On the facts of the case, the judge held as follows at [27]:

[T]o say that Mr Magner’s evidence falls below that not particularly high threshold is to be, in my judgment, too forensically ambitious and unpragmatic. It is to press the case that effectively Mr Magner’s evidence is intrinsically worthless. That submission cannot survive the information Mr Magner has provided in his CV. To reach a different conclusion on the papers would, in my judgment, require the court to hear oral evidence and have Mr Magner’s expertise probed and dissected. That is not a necessary or proportionate course at this procedural stage. In fact, it is precisely what the trial is for.

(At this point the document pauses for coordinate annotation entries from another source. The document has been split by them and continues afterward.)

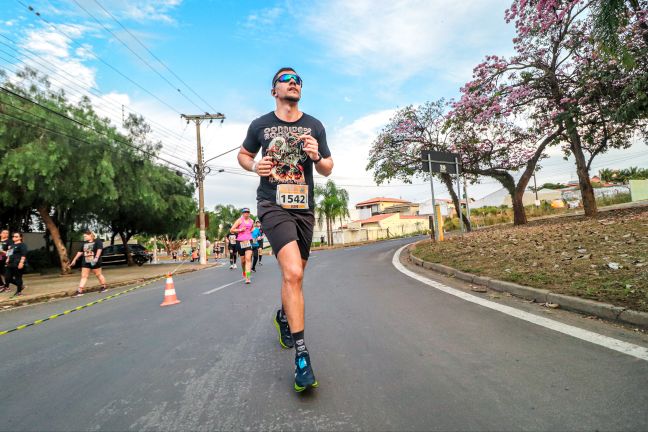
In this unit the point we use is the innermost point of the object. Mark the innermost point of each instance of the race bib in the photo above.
(292, 196)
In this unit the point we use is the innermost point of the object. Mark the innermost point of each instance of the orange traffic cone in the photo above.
(169, 293)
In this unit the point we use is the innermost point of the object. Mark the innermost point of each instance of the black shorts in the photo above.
(241, 250)
(282, 226)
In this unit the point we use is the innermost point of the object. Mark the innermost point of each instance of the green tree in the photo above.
(331, 203)
(50, 160)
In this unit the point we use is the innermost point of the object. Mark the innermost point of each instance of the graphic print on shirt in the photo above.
(288, 158)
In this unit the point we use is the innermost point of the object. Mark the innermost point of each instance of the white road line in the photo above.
(586, 335)
(221, 287)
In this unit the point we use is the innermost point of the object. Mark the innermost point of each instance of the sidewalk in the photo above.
(39, 288)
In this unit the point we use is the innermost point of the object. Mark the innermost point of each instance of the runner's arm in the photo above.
(234, 229)
(325, 166)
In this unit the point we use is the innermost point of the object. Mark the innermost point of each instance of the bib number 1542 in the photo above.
(292, 196)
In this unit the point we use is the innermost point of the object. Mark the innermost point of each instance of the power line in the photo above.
(39, 15)
(82, 93)
(80, 123)
(61, 133)
(136, 54)
(155, 57)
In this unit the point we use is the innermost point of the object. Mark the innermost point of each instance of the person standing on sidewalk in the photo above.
(91, 253)
(243, 229)
(15, 267)
(293, 145)
(4, 248)
(231, 248)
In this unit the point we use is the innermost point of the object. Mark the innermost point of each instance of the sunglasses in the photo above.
(284, 78)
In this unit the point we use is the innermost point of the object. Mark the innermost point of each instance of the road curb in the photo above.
(40, 298)
(575, 304)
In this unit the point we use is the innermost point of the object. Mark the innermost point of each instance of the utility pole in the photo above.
(200, 173)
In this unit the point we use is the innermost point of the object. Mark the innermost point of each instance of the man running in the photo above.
(292, 143)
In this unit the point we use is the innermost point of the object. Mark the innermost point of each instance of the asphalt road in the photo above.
(390, 353)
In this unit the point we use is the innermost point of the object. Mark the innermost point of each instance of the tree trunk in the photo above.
(587, 191)
(447, 181)
(129, 257)
(519, 214)
(43, 211)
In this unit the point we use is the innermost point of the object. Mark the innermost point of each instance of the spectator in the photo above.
(4, 247)
(92, 250)
(15, 266)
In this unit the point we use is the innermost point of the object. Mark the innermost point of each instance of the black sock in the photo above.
(300, 346)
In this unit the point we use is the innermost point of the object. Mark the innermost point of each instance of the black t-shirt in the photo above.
(292, 165)
(4, 248)
(15, 253)
(90, 250)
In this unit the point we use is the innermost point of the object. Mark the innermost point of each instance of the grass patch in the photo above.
(604, 258)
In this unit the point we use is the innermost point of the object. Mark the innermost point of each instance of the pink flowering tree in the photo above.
(396, 152)
(499, 145)
(551, 77)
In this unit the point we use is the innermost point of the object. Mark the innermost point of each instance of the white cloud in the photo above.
(55, 50)
(402, 38)
(263, 18)
(135, 10)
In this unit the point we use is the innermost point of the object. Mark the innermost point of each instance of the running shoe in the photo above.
(285, 337)
(304, 376)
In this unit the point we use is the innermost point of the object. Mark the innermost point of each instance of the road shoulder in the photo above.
(618, 330)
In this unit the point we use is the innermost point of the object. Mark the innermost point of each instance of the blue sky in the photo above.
(360, 61)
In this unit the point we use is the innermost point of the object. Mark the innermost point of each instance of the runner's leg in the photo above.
(101, 278)
(248, 263)
(255, 257)
(292, 297)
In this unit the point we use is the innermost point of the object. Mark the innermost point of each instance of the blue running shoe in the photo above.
(304, 376)
(285, 337)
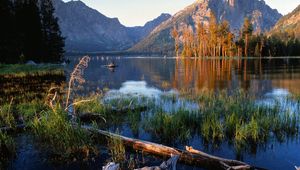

This is an objection, in my judgment, that goes to weight and not to admissibility (Hoyle v Rogers at [43]).

Ground 2: Failure to Identify the Relevant Dominican Republic Standards

This was not pressed by the Claimant at the hearing: see [28].

Ground 3: Expressing Opinions Outside Areas of Expertise

The judge noted that this question was also considered by the Court of Appeal in Rogers v Hoyle at [52], where Christopher Clarke LJ stated that it was preferable to treat over-reaching opinions:

… as a question of weight rather than admissibility, particularly since there is no clear point at which an expert’s specialised knowledge and experience ceases to inform and give some added value to the expert’s opinions. It is a matter of degree … the proper course is for the whole document to be put before the court and for the judge at trial to take account of the report only to the extent that it reflects expertise and to disregard it in so far as it does not …

The judge therefore held at [32] that this objection was “classically a matter for the trial judge’s judgment and discretion“: it was not a basis for the exclusion of Mr Magner’s evidence; and it was not appropriate at an interim stage to excise or to remove a particular passage or passages because that is “a matter for the trial judge to assess once the evidence is before her or him.

Ground 4: Failure to Maintain Impartiality

The judge considered this objection to be “tantamount to an allegation of bias” and, therefore, “inescapably a serious allegation” such that there must be “a clear and cogent basis to make it out“: [33].

At [35], the judge noted inter alia that, in his experience, “courts handle expert witnesses situated at every point of the spectrum between dispassionate and disinterested objectivity to impermissible and over-exuberant partiality. It will be a question for the trial judge where on that forensic spectrum Mr Magner falls and whether … he is a “partial advocate”, offering advocacy under the “guise of expertise”“.

Accordingly, the judge found that the Claimant’s application on this ground was “fundamentally misconceived“: [37].


This judgment demonstrates that the assessment of expert evidence is par excellence a matter for the trial judge, with a relatively low bar to be surmounted before matters will go to weight rather than admissibility. Judges at interim hearing should accordingly, and for good reason, be reluctant to exclude – or excise passages of – expert evidence from a trial judge’s consideration.